First, let me say that I really enjoyed my 9 day cruise on Ponant’s Le Jacques Cartier. The trip started in Istanbul and ended in Venice. It’s a luxury cruise line and much to my liking, it caters to the small passenger market. I believe there were 164 or so passengers on the cruise. So it creates an environment that caters to meeting people and moving about at an easy pace. None of the facilities were overcrowded, but a prime spot at the pool on the day at sea was tough to come by.

I do think that it is really important to point out that Ponant is a French cruise line. Why is that important? Well, there are subtle things that one would notice, such as the announcements are all made in French first and then English second. However, there were a few times such as when they were introducing crew members as they walked aboard and since they were walking at a pretty good pace there was no time for both languages. The less subtle examples are with the crew-passenger interactions. The Cruise Director Alexandre spoke English but his lack of comfort appeared to have kept him from interacting in depth with the non-French speaking passengers. It wasn’t unusual to see him sitting at tables of French speaking passengers for an extended conversation. However, for the most part, he would only say “hello,” as he walked by a table or group of those who didn’t speak French. The same could be said for the sommelier. During the Captain’s Gala, he and the maitre’d constantly circled the Captain’s table on both nights, attending to their every need. The table was a mixture of ship’s crew and invited passengers. The invitees on both nights were French speakers. Our table was right next to the Captain’s table and it wouldn’t have taken a lot of effort to simply stop at our table for an instant and ask if all was well. There was in fact a bottle of the 2007 Chateau Latour Grand Cru Classe, that I wanted to buy. It was fairly priced at 570 euros. There was also a 2006 for 580 euros. I would have purchased that one as well, and frankly since my friends and I love wine, we would have probably purchased a similar bottle of wine every night. But the sommelier never stopped at our table to simply ask, “do you have any questions about the wine?” I don’t doubt the sommelier was very savvy in regards to wine, but since he wasn’t comfortable speaking anything but French he didn’t stop at our table during the whole voyage. I would suggest that if they would like to sell more wine, they should instruct the sommelier to stop by all of the tables and make some inquiries. People who really enjoy wine can communicate on the subject in any language. It could possibly be fun.
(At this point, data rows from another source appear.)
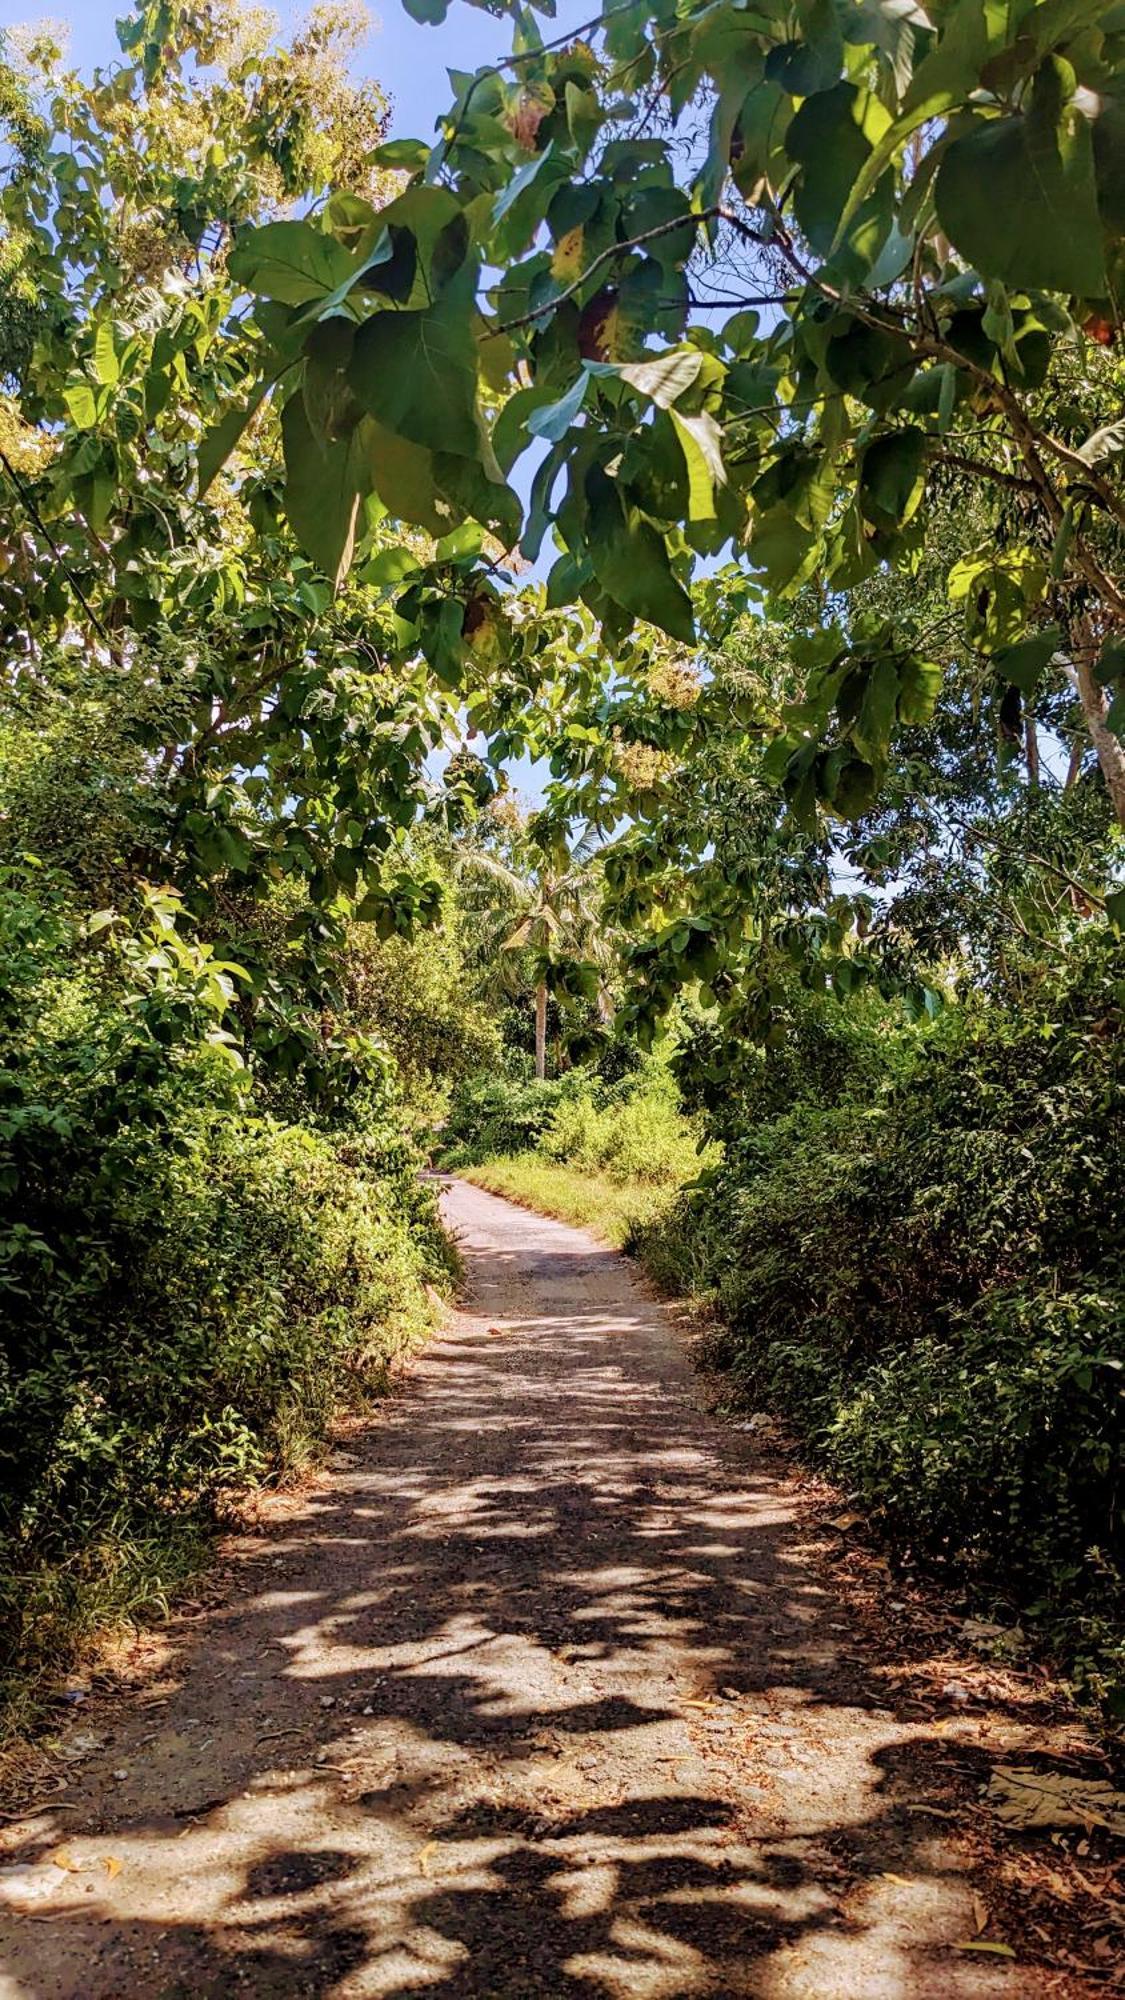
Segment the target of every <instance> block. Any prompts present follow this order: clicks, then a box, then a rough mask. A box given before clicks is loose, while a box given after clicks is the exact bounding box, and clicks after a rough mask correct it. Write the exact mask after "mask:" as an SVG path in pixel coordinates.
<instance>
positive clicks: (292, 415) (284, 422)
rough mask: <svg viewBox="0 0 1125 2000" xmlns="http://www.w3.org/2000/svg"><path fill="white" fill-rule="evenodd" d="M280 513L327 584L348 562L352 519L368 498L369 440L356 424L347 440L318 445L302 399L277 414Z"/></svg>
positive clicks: (291, 403)
mask: <svg viewBox="0 0 1125 2000" xmlns="http://www.w3.org/2000/svg"><path fill="white" fill-rule="evenodd" d="M282 444H284V510H286V516H288V524H290V528H292V532H294V534H296V540H298V542H300V546H302V548H304V552H306V554H308V556H310V558H312V562H316V566H318V568H320V570H324V574H326V576H330V578H332V584H336V586H338V584H340V578H342V576H346V570H348V564H350V560H352V548H354V538H356V514H358V504H360V498H362V494H364V492H370V484H372V482H370V440H368V436H366V424H364V422H362V420H360V424H356V428H354V432H352V436H350V438H342V440H340V442H336V444H322V442H320V440H318V438H314V436H312V428H310V424H308V416H306V410H304V396H290V398H288V402H286V406H284V410H282Z"/></svg>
Another point is seating. As in all cases some seats/tables are better than others. This is especially so on a small ship. The best tables in the dining room were reserved at every meal for the Ship Owner’s Suite. I’m guessing that the suite is for friends of the ship’s owners. They happened to all be French families so they were able to sit at the best table for every meal. I get it. Some people will always get priority. But for every meal? A number of people asked about the table’s availability. However, they were always told the tables were reserved. It would have been nice to have been able to reserve one of the tables on just a few days.